Building AutoBreaker: Architecture & Design Decisions#

Introduction#

Circuit breakers are a fundamental pattern for building resilient distributed systems. They protect services from cascading failures by detecting unhealthy backends and failing fast instead of waiting for timeouts. The pattern is well-understood, widely adopted, and seemingly straightforward.

Yet most implementations share a critical flaw: they use static failure thresholds that break down under real-world traffic conditions.

This guide examines why traditional circuit breakers struggle with variable traffic, presents AutoBreaker’s solution using adaptive percentage-based thresholds, and explores the architecture of a production-grade implementation optimized for both performance and observability.

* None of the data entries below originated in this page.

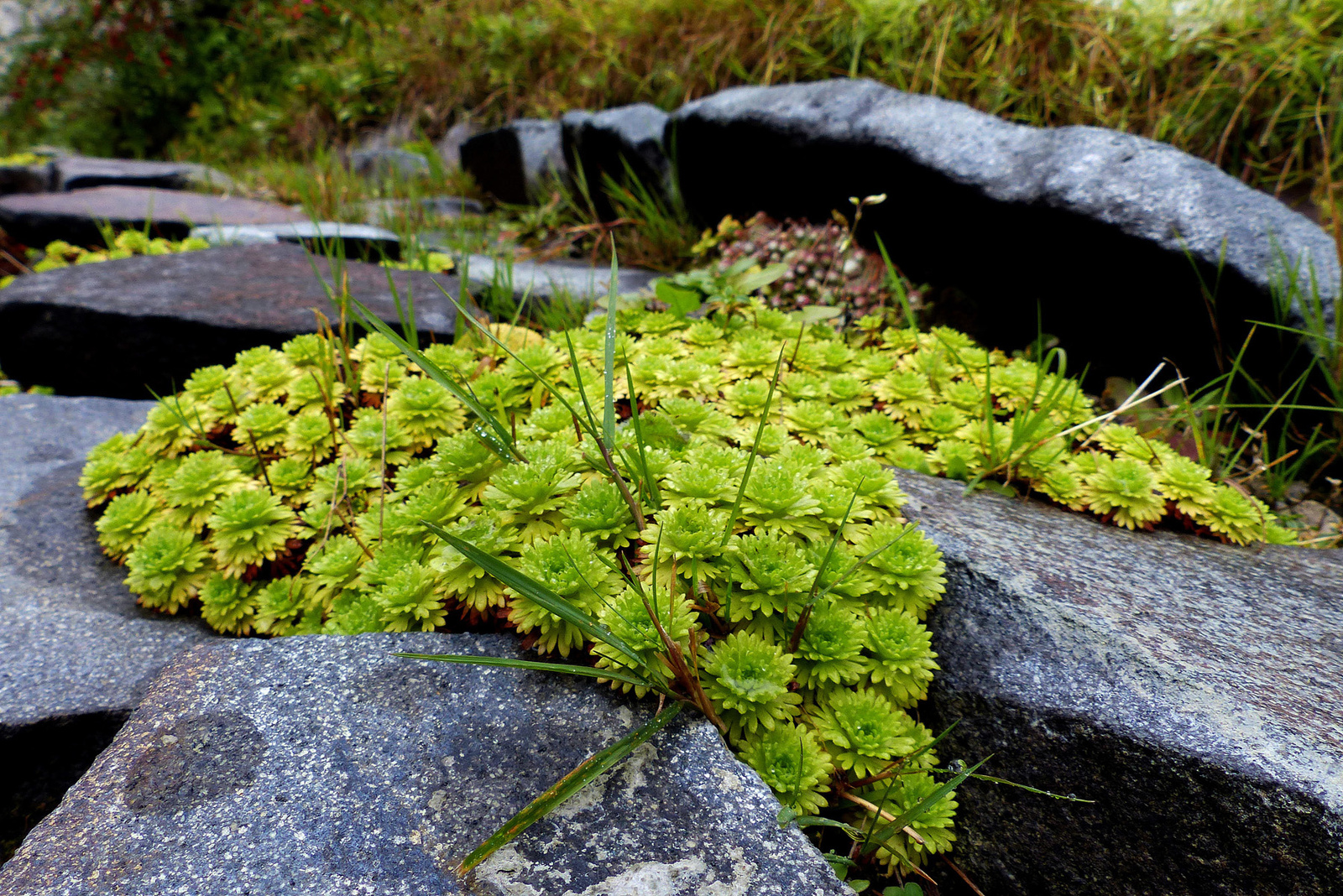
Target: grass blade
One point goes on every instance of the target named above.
(883, 833)
(536, 593)
(373, 324)
(755, 447)
(530, 664)
(609, 411)
(566, 788)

The Problem with Static Thresholds#

Traditional circuit breakers trip when a fixed number of failures occurs within a time window. For example: “open the circuit after 10 failures in 60 seconds.”

This approach appears sensible until you consider how it behaves across different traffic volumes:

High Traffic Scenario (1000 requests/minute):

10 failures = 1% error rate
Circuit trips at 1% errors (too sensitive)
Results in false positives during minor hiccups
Degrades availability unnecessarily

Low Traffic Scenario (10 requests/minute):

10 failures = 100% error rate
Waits for complete failure before protection
Results in slow detection and recovery
Allows extended periods of failed requests

The Core Issue: The same absolute threshold (10 failures) represents vastly different failure rates depending on traffic volume. No single static value works well across both scenarios.

This becomes particularly problematic in practice:

Development environments (low traffic) need different thresholds than production (high traffic)
Traffic patterns vary throughout the day, week, and year
Services experience traffic spikes during incidents, load tests, or viral events
Microservices architectures create diverse traffic patterns across different service boundaries

Manual threshold tuning for each environment and traffic pattern is fragile, error-prone, and doesn’t adapt to changing conditions.

The Solution: Percentage-Based Adaptive Thresholds#

Instead of counting absolute failures, adaptive circuit breakers calculate the failure rate as a percentage of recent requests:

1
2
3
Failure Rate = (Failed Requests / Total Requests) × 100%

Trip Condition: Failure Rate > Threshold (e.g., 5%)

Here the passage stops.